To that end, Peck has organized a campaign to call commissioners in support of the tax. Because the hearing will take place in Yerington at 9:30 a.m., some Dayton residents will only be able to express their opinion through a phone receiver.
“The commissioners are afraid they’re discouraging development with this tax,” Peck said. “I don’t think it will. Lyon County is the fastest-growing county in the state and the seventh fastest in the nation.”
The measure has the near-unanimous backing of the school board and the Dayton and Fernley town councils. According to school officials, it also has the community’s support.
“People want this impact fee,” said Barbara Johnson, a school board member representing Stagecoach. “We’re putting up nice schools, but sometimes the parking lots are badly paved or dimly lit. These aren’t luxuries but necessities” – improvements that a construction tax would cover.
“We were lucky the people supported our school bond,” Johnson said, referring to a $22 million bond measure passed by voters in November.
“We didn’t have to raise taxes. But we can’t keep up with this growth. And it isn’t just the schools that are hurting but the fire department and other services.”
Previously, commissioners have showed little enthusiasm for the tax measure.

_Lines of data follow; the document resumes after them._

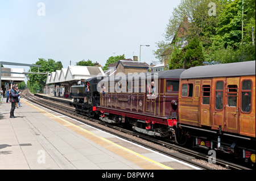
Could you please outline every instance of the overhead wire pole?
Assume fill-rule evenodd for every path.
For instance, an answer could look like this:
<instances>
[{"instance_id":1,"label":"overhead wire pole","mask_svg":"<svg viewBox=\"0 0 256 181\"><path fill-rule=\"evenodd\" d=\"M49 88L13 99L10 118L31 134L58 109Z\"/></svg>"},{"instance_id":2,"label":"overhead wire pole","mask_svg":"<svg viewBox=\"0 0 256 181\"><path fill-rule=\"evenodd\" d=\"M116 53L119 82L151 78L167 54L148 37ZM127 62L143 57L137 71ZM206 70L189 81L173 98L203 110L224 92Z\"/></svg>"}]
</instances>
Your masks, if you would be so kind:
<instances>
[{"instance_id":1,"label":"overhead wire pole","mask_svg":"<svg viewBox=\"0 0 256 181\"><path fill-rule=\"evenodd\" d=\"M38 68L38 72L23 72L23 73L18 73L18 72L11 72L11 71L2 71L2 65L14 65L14 66L29 66L31 68L32 66L35 66ZM0 87L2 87L2 80L1 80L1 74L3 73L10 73L10 74L46 74L47 73L40 73L39 72L39 68L42 66L39 65L33 65L33 64L21 64L21 63L15 63L15 62L4 62L0 61Z\"/></svg>"},{"instance_id":2,"label":"overhead wire pole","mask_svg":"<svg viewBox=\"0 0 256 181\"><path fill-rule=\"evenodd\" d=\"M241 60L243 59L243 0L242 2L242 50L241 50Z\"/></svg>"}]
</instances>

“When the school district presented it last, they didn’t have their act together,” said Commissioner Bob Milz, who represents Dayton. “They didn’t present it clearly.”
Things will be different this time, says Lyon County School Superintendent Nat Lommori.
“In the past, commissioners have said we didn’t provide enough information,” he said. “Hopefully this time, we will give them everything they require.”
According to Lommori, the school bond won’t cover the costs of all new projects. “Land we bought in Fernley for a new school cost more than we anticipated,” he said. A cap on property taxes recently passed by the state Legislature as well as inflation have only tightened school budgets.
“As a developer, if you have higher costs you can raise prices or cut corners,” Lommori said. “We can’t do that. We either have to pass another bond or do this. If you don’t impose this tax, you’re going to have bigger classrooms.
“As a longtime Lyon County resident, I don’t like to see my taxes go up any more than the next person. But this would be a tax on new residents.”